KVRaft Implementation
November 10, 2021
中文
6.824 Lab 3: Paxos-based Key/Value Service (mit.edu)
In the kvraft system, we mainly handle GET / PUT / APPEND requests. The tests have the following constraints:
- Clients send requests one at a time
- PUT / APPEND requests may fail due to network errors (not reaching the server) or arrive multiple times; the server should guarantee exactly-once semantics
Goals
- Pass all tests
Passing All Tests
- First step: pass TestBasic3A. This test has each client writing different keys across multiple iterations, checking if reads and writes are consistent.
- For snapshots, just write all state into them.
Details
- How to store key/value on the server side
- Does a Get request need to go through the log?

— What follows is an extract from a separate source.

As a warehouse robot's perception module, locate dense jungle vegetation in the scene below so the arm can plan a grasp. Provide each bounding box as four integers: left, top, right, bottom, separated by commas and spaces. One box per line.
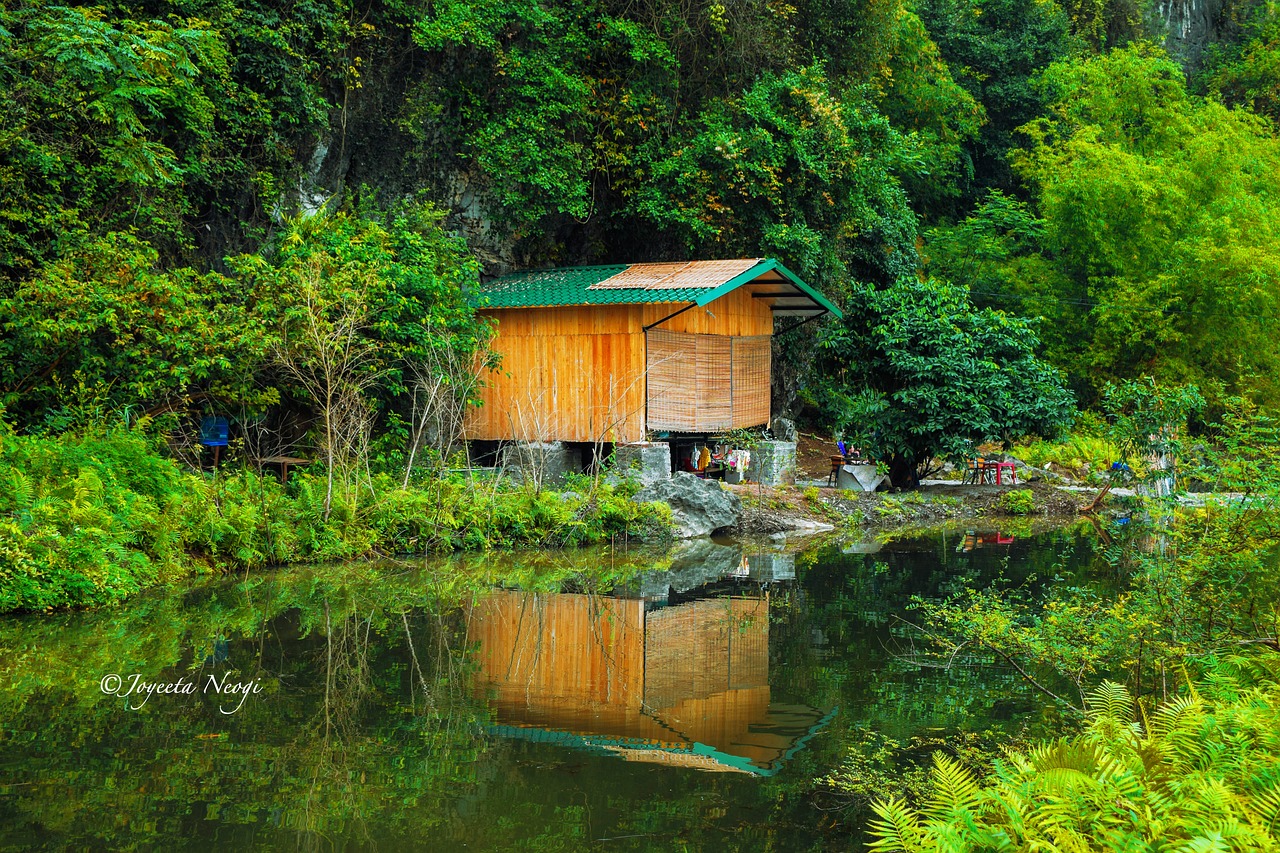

- If all requests go through Start into the log, when to apply, and how to return results after applying
Pseudocode
// Client code
while not_complete:
select_peer
rpc_call_cmd()
if errcode == ErrWrongLeader / ErrTimeout:
continue
return result
// Server code
cmd = get_a_cmd()
start(cmd)
......
wait cmd
......
if is_timeout:
return ErrTimeout
return cmd.result
Detail Handling
- All requests need to go through logs, then get processed during apply. Since apply runs in a separate thread, key/value storage can simply use a map.
- For Put and Append requests, configure an incremental seq id for each client. On the server side, ensure that for the same client id, seq id is monotonically increasing - in this case, incrementing by one each time.
- For already-executed PUT / APPEND requests (seq id smaller than current), return success directly.
- Maintain a (log_idx, log_term) → (chan result) map on the server. After apply processing, send a message to chan result to end the RPC.
- You can encapsulate the (client_id, seq_id) logic internally, only exposing OnMessage / OnSnapshot interfaces externally.
Summary
KVRaft mainly adds the work of responding to clients after state processing. If the client uses a long connection, results can be returned asynchronously, similar to ZooKeeper.